Now, let's run some linear regression to see if there is a sufficient correlation between win percentage, offensive efficiency, and defensive efficiency, vs a team's outcome in the tournament. To accomplish this, I used seaborn for the regression plots and statsmodels for the coefficient values.

There are 64 teams in the tournament, and only half of these teams make it out of the first round. So, to localize our data, we will only keep teams that reach the final four and beyond; so teams with 4, 5, or 6 wins in the tournament. This will give us a better understanding on how stats correlate to success.

In [14]:
import statsmodels.formula.api as statsmodels

stats_finalfour = stats_df.loc[stats_df['POSTSEASON'].isin(['F4', '2ND', 'Champions'])]
# Create subplots
fig, axes = plt.subplots(1,3, figsize=(20,6))
# Plot stats and regression line
sns.regplot(ax=axes[0], y='POST_ROUND', x='W_PCT', data = stats_finalfour, color='b')
sns.regplot(ax=axes[1], y='POST_ROUND', x='ADJOE', data = stats_finalfour, color='r')
sns.regplot(ax=axes[2], y='POST_ROUND', x='ADJDE', data = stats_finalfour, color='g')
# Set titles, xlabels, and ylabels
axes[0].set_title('Number of Wins vs. Win Percentage')
axes[1].set_title('Offensive Efficiency vs. Win Percentage')
axes[2].set_title('Defensive Efficiency vs. Win Percentage')
axes[0].set_xlabel('Win Percentage')
axes[1].set_xlabel('Offensive Efficiency')
axes[2].set_xlabel('Defensive Efficiency')
for i in range(0,3):
    axes[i].set_ylabel('Number of Postseason Wins')
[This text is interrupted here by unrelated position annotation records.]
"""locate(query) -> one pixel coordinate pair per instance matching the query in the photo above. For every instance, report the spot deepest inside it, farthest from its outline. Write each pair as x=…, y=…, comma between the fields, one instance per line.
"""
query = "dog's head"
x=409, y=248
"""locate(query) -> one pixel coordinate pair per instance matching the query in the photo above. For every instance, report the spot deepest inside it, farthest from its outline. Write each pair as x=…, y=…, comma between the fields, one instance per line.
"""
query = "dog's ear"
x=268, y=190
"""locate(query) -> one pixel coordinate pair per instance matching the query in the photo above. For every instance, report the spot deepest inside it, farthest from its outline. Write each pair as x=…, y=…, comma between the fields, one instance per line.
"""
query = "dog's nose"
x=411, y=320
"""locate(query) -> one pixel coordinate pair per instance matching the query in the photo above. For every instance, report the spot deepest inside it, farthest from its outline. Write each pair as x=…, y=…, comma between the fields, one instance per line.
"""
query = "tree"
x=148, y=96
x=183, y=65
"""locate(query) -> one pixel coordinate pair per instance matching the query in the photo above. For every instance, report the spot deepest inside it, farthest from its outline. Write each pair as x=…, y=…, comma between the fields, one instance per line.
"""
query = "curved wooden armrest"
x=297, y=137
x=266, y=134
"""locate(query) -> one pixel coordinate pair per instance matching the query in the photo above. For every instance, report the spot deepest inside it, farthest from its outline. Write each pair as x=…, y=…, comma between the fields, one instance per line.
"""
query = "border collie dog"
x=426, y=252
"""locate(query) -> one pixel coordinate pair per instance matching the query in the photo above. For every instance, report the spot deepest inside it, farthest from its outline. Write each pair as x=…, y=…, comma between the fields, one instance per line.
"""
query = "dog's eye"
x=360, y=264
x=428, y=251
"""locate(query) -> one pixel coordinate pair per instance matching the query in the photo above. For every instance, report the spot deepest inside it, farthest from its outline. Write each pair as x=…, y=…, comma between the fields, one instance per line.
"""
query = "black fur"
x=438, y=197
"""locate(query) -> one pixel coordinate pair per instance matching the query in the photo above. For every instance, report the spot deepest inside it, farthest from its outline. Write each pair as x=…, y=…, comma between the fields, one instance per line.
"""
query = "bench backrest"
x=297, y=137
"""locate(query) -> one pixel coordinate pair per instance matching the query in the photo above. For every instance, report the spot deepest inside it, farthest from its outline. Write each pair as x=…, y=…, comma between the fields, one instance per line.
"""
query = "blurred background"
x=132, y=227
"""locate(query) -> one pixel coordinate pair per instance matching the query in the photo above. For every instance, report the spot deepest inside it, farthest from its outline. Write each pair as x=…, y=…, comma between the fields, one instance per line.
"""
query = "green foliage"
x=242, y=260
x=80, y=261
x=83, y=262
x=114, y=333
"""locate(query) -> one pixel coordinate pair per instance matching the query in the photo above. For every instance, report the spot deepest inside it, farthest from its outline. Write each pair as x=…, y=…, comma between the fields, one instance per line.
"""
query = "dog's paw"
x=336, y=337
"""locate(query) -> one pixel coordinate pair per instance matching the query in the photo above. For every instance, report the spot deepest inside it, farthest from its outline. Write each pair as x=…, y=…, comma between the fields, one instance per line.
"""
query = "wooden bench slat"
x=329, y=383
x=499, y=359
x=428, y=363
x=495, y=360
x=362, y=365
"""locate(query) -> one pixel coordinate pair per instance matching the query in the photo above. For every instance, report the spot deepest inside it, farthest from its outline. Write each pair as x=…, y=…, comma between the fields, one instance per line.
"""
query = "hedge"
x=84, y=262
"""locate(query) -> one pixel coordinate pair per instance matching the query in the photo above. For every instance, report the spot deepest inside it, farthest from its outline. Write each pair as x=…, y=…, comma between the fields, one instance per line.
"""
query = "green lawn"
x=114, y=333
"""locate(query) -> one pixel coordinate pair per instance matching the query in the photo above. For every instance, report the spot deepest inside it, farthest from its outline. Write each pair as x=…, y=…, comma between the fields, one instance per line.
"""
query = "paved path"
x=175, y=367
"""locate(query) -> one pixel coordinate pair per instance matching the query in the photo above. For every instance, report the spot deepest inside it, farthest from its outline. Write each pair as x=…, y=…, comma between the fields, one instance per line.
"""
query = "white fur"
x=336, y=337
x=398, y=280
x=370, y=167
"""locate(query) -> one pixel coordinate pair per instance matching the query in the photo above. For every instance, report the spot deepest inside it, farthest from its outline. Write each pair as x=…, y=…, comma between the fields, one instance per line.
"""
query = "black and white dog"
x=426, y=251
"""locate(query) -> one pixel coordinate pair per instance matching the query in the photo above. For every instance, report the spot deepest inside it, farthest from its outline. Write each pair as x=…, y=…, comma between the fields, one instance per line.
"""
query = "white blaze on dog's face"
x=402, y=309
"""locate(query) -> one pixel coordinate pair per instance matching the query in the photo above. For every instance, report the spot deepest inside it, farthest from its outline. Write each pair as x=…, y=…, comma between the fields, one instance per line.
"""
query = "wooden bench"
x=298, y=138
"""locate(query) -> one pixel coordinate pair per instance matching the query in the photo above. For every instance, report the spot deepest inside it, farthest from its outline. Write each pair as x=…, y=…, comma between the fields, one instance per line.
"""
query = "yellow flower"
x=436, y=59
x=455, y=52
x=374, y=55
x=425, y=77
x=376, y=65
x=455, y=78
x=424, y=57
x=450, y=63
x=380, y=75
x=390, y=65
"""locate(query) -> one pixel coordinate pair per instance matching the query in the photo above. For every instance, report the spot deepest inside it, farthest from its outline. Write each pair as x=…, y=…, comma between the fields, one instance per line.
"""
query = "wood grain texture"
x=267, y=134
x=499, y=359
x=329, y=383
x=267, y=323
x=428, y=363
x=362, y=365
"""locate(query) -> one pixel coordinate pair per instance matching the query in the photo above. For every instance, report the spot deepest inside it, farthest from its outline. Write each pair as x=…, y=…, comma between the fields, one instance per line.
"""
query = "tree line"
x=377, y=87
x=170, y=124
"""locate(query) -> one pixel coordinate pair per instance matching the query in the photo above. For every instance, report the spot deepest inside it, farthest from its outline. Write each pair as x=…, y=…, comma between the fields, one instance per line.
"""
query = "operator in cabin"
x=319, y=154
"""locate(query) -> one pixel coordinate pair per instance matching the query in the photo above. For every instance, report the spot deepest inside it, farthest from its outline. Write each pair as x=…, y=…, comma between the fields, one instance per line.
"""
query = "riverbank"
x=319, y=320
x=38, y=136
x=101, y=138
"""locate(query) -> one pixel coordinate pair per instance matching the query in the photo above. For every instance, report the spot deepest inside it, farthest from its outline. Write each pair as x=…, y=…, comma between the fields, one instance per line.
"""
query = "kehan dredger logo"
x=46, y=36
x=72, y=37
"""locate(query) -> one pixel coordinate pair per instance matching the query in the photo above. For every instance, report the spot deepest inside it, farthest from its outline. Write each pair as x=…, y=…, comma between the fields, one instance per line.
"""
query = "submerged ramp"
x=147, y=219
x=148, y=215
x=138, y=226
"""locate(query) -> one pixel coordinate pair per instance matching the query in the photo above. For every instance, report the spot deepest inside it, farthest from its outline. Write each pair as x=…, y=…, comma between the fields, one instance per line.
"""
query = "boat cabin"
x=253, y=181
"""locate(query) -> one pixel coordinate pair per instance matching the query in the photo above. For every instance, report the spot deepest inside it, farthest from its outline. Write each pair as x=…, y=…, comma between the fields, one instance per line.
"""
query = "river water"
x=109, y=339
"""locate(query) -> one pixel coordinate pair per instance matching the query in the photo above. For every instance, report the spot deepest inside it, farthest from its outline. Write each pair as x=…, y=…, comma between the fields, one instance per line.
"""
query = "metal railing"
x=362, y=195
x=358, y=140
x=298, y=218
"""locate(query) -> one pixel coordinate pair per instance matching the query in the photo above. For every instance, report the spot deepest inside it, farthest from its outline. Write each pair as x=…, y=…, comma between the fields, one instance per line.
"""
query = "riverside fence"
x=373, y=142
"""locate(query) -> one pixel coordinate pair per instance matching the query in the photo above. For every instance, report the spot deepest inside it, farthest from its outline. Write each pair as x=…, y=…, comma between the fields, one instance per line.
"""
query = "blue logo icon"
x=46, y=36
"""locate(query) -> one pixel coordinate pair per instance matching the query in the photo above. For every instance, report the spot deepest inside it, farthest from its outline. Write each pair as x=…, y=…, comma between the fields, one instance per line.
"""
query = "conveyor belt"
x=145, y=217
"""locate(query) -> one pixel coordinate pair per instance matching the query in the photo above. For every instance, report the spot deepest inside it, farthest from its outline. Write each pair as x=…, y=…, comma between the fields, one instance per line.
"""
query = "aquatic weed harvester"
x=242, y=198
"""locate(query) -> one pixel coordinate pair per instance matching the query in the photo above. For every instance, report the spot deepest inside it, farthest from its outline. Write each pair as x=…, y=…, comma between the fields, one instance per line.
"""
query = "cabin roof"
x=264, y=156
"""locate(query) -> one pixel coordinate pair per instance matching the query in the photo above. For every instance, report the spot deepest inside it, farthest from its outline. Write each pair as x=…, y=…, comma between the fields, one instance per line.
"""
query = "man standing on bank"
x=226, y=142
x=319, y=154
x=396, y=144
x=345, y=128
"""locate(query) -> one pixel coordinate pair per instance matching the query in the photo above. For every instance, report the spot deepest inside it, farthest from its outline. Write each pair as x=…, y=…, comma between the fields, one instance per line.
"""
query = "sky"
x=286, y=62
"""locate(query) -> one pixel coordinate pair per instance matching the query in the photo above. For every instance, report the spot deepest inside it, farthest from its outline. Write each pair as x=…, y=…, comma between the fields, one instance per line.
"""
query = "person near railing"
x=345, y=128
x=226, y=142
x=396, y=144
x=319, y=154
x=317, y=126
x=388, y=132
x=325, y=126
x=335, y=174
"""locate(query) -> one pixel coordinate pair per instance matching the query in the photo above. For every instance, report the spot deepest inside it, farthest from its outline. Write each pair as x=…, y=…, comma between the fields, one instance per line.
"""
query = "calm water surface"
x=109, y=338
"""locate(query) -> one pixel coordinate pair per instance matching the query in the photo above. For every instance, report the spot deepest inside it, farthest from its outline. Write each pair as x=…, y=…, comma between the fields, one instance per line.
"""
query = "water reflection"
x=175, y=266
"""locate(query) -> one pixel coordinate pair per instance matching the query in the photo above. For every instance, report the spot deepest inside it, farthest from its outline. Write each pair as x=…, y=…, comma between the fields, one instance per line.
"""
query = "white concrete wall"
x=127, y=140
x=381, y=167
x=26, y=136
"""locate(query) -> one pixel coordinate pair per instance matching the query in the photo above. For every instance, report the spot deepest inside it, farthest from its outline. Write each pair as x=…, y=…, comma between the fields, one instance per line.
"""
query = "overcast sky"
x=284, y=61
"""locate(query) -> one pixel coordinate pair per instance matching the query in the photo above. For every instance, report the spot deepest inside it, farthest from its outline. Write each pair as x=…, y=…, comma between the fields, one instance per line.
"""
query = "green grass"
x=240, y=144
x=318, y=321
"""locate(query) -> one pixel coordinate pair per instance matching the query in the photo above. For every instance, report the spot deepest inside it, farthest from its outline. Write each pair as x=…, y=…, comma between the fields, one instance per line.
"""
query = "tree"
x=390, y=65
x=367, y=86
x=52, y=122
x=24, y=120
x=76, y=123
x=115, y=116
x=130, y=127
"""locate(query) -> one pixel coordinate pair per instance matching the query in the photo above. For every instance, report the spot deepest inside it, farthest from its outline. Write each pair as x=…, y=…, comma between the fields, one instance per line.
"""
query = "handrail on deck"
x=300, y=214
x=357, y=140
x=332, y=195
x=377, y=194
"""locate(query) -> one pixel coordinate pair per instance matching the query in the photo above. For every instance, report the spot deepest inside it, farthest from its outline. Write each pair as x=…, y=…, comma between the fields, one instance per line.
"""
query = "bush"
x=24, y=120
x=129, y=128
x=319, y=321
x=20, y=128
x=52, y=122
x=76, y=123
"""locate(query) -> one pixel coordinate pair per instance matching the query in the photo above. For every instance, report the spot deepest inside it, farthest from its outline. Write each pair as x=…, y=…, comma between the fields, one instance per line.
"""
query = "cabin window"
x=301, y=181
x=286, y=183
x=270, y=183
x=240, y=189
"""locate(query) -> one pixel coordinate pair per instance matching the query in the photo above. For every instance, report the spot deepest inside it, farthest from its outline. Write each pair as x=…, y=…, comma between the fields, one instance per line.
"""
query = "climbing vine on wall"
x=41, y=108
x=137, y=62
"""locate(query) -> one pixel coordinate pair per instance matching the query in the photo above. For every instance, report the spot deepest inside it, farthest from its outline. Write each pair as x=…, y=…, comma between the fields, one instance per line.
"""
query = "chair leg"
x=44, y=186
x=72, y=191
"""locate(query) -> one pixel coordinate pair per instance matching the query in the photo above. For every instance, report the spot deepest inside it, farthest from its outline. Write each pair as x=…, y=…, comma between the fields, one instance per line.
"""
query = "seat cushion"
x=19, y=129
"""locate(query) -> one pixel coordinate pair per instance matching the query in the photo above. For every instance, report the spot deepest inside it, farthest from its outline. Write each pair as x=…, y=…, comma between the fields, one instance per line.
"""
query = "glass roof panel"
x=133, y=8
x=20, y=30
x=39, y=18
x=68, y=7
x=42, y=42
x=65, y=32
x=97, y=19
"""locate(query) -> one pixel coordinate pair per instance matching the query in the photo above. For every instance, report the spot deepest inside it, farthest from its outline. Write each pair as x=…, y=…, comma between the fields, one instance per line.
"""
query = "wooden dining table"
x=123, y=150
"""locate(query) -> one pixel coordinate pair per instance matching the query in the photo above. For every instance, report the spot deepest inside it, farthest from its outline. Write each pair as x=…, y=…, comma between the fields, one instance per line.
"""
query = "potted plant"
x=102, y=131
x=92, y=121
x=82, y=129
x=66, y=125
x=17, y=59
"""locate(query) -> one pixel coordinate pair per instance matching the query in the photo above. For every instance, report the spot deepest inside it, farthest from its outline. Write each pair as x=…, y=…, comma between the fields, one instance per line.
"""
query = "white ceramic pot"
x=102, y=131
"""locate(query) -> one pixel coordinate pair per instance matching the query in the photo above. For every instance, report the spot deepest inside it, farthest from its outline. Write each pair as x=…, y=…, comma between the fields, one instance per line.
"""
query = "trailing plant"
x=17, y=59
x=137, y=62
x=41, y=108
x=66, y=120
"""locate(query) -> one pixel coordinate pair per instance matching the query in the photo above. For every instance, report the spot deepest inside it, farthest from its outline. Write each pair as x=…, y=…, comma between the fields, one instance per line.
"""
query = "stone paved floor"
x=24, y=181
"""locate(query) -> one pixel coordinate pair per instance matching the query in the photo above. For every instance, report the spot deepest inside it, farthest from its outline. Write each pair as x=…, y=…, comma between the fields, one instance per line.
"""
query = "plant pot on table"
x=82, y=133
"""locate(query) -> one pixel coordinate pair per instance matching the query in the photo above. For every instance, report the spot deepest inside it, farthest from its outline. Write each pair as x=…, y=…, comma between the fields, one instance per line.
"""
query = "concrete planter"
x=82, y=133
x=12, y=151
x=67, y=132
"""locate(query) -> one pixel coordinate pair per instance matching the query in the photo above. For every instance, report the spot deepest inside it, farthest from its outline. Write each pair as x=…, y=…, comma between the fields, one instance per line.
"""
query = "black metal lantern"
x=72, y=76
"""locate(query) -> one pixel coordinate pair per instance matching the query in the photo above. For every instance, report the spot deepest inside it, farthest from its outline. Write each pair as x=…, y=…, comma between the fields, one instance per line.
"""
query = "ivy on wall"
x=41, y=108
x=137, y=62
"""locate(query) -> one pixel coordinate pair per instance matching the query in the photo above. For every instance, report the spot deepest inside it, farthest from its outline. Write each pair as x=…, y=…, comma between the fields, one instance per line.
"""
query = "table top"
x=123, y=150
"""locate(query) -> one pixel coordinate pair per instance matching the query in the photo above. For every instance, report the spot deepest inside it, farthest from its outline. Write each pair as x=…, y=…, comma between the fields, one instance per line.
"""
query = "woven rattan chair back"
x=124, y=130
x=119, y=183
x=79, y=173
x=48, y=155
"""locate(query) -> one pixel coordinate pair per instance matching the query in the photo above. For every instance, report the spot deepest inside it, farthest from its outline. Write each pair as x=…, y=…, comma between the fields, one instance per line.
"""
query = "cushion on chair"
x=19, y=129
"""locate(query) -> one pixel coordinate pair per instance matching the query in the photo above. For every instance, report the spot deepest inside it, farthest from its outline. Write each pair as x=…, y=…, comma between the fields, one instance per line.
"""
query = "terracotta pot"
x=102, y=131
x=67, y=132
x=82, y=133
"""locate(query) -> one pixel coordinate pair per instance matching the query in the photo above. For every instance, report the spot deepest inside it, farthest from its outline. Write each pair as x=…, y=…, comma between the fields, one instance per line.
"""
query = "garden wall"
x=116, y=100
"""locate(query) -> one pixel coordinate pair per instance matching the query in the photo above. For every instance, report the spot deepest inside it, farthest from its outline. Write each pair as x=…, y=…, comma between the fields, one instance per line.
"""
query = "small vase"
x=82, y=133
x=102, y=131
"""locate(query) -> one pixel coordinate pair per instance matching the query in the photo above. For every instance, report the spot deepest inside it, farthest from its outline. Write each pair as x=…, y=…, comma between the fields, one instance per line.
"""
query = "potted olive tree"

From these three plots, it seems that win percentage and offensive efficiency contribute the most to a team's success in the postseason. Let's back this up with some coefficients.

In [15]:
# Models for number of wins vs. each statistic
wpct_model = statsmodels.ols(formula = 'POST_ROUND ~ W_PCT', data = stats_finalfour).fit()
adjoe_model = statsmodels.ols(formula = 'POST_ROUND ~ ADJOE', data = stats_finalfour).fit()
adjde_model = statsmodels.ols(formula = 'POST_ROUND ~ ADJDE', data = stats_finalfour).fit()
print('Win Percentage R^2: {}'.format(wpct_model.rsquared))
print('Offensive Efficiency R^2: {}'.format(adjoe_model.rsquared))
print('Defensive Efficiency R^2: {}'.format(adjde_model.rsquared))
Win Percentage R^2: 0.15992385596478398
Offensive Efficiency R^2: 0.16486594610489758
Defensive Efficiency R^2: 0.030826302249686188

The R^2 value for win percentage and Offensive Efficiency is much higher than that for Defensive Efficiency, but still very low. This may lead teams to focus more on the offensive side of basketball to win games rather than extra emphasis on defense. This is not say that defensive is not important at all; it just may not be as important as offensive in the grand scheme of things.

Conclusion¶

From looking at various statistics across March Madness, we were able to analyze which teams win their tournament games and how they do it. Once matchups are published, bracket enthusiasts can see what seeds have the more favorable matchups and pick teams that way. They can also look at historically great teams and see if they can continue their greatness, or fail to prevail that year. Finally, looking at regular season statistics is a great way to see how good a team really is, and be able to compare teams that way to choose their winners. However, there still is various uncertainty, especially seen in how low all the R^2 values were, proving there is Madness in March.